El jueves, Susan Ahmad, una activista siria contra el régimen de Bashar al-Asad de 30 años, vivió una de sus peores pesadillas. Su hermano Mohammed, cinco años menor, vive en uno de los barrios que el miércoles fueron azotados por el gas tóxico que, según los opositores, el régimen lanzó.
Al enterarse de las noticias, por la madrugada, Susan temió por la vida de su hermano con más angustia de lo que acostumbra. Cuando llegó una llamada por Skype en su computadora y logró escuchar la voz de Mohammed, sintió un poco de paz, aunque la conversación estuvo marcada por la desazón, como con aquella historia que le contó su hermano menor sobre la desesperación de esa niña, de unos siete años, en el hospital.
A Susan, vocera del Consejo del Comando de la Revolución en los suburbios de Damasco, la separan pocos kilómetros de la casa de su hermano. Sin embargo, hace más de dos meses que no se ven. Es que Mohammed vive en la zona de los barrios rebeldes que fue atacada y que está cercada por el Gobierno para impedir el ingreso de alimento y medicina.

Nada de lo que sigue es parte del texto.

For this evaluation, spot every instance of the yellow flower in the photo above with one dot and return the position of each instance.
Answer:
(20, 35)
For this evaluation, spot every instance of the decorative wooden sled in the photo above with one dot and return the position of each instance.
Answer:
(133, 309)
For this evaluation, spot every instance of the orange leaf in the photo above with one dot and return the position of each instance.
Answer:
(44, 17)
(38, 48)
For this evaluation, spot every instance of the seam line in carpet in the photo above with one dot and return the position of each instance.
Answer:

“Vivo en una zona cercana a lo que ocurrió, a tal grado de que fui levemente afectada por el gas porque al gas químico lo lleva el aire. Pude oler el olor de los cuerpos muertos... Estaba en todos lados”, contó Susan en diálogo con La Nación por Skype, la forma de comunicación que elige desde que su teléfono dejó de funcionar.
Susan contó que, gracias a la distancia prudencial que la separaba de la zona atacada, sus síntomas –mareos y dolor en los ojos– apenas duraron unas tres horas, en las que no consideró ir a uno de los pocos hospitales improvisados que hay en su barrio. “Hay mucha gente afectada. Entonces si te sentís bien o no te sentís tan mal, es mejor que no vayas. Dale una chance a los que están en las situaciones peores”, dijo.

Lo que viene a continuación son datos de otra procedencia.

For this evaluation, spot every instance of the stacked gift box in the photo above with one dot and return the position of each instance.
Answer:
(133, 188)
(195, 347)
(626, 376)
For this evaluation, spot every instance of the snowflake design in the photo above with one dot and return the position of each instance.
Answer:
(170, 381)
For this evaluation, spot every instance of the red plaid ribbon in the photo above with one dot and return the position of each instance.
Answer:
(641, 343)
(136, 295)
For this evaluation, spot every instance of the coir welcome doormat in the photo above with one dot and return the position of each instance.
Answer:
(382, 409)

Su hermano, más expuesto a los gases, se sentía peor que ella, aunque mejor que muchos de quienes lo rodeaban. Por eso, junto a la mayoría de los supervivientes del ataque, hicieron frente a los síntomas que los aquejaban y salieron a ayudar a los más afectados e incluso a reunir a los cuerpos que estaban tirados en la calle y llevarlos a un edificio común.
Allí “había como 300 cadáveres de niños y 100 de mujeres”, según le contó Mohammed a su hermana. Una vez que los cuerpos son reconocidos, ya sea por un familiar o por algún documento que llevara consigo, los colaboradores colocan un sticker en su frente con el nombre, la edad y un número para contabilizarlo.
La situación en los hospitales improvisados también era dramática. A los espacios reducidos y el exceso de pacientes se sumaba la falta de medicamentos. “Lo único que los doctores pueden hacer por los afectados es darles analgésicos y algo de oxígeno. No hay atropina ni cortisona. Le dicen a la gente que se pongan toallas mojadas en la boca y en la nariz para que no inhalen más gas porque no hay máscaras”, dijo.